CARVE: Content-Aware Recurrent with Value Efficiency for Chunk-Parallel Linear Attention
Summary
CARVE (Content-Aware Recurrent with Value Efficiency) is a novel architecture addressing key limitations in advanced recurrent language models like GDN-2. It resolves three intrinsic defects of prior recurrent sequence models (like GDN-2): memory-blind gating, write-gate bandwidth bottlenecks, and value-axis erase destroying chunk-parallelism. CARVE introduces content-aware erase, reusing recurrent output tensors ("m_c") for memory-conditioned selectivity at zero additional HBM cost, with a measured 0.18% gate perturbation across chunk lengths up to L=128. It also implements a scalar value write gate, reducing parameters from 589,824 to 9,216 per layer without associative capacity loss. At the 1.3B-parameter scale, trained on 100B tokens, CARVE achieves a WikiText perplexity of 15.72 (vs. GDN-2's 15.90), leads common-sense reasoning by +0.63 pp, and sets new benchmarks on RULER retrieval. Critically, it maintains throughput within 0.4% of the baseline while reducing peak memory by 13% and mixer parameters by 19%.
Key takeaway
For Machine Learning Engineers designing or optimizing recurrent neural networks, CARVE presents a compelling architecture for long-context language models. Its content-aware erase and scalar write gate deliver superior perplexity and retrieval performance while significantly reducing memory footprint by 13% and mixer parameters by 19%. You should evaluate CARVE's key-axis gating principle to achieve efficient chunk-parallel training and enhanced memory management in your next-generation recurrent models, especially for tasks demanding precise information retention.
Key insights
Recurrent models can achieve content-aware forgetting and efficiency by reusing kernel outputs and restricting gating to the key axis.
Principles
- Key-axis gating enables chunk-parallel training.
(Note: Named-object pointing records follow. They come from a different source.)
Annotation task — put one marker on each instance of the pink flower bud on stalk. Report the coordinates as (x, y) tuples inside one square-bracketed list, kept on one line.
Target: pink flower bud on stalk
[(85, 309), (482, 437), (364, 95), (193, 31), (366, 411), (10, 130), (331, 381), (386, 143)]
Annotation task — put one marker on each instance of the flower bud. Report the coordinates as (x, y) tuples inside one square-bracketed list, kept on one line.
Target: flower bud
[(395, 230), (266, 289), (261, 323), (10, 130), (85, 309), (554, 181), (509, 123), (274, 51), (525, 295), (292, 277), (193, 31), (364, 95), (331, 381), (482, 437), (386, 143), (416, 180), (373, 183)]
- Output reuse provides memory-awareness at zero HBM cost.
- Scalar write gates suffice for associative recall.
Method
CARVE restricts gating to the key axis, uses a chunk-mean of previous recurrent outputs ("m_c") for content-aware erase, and employs a scalar write gate per head, preserving WY-form chunk-parallel training.
In practice
- Implement key-axis-only gating for recurrent models.
- Reuse kernel outputs for memory-aware gate conditioning.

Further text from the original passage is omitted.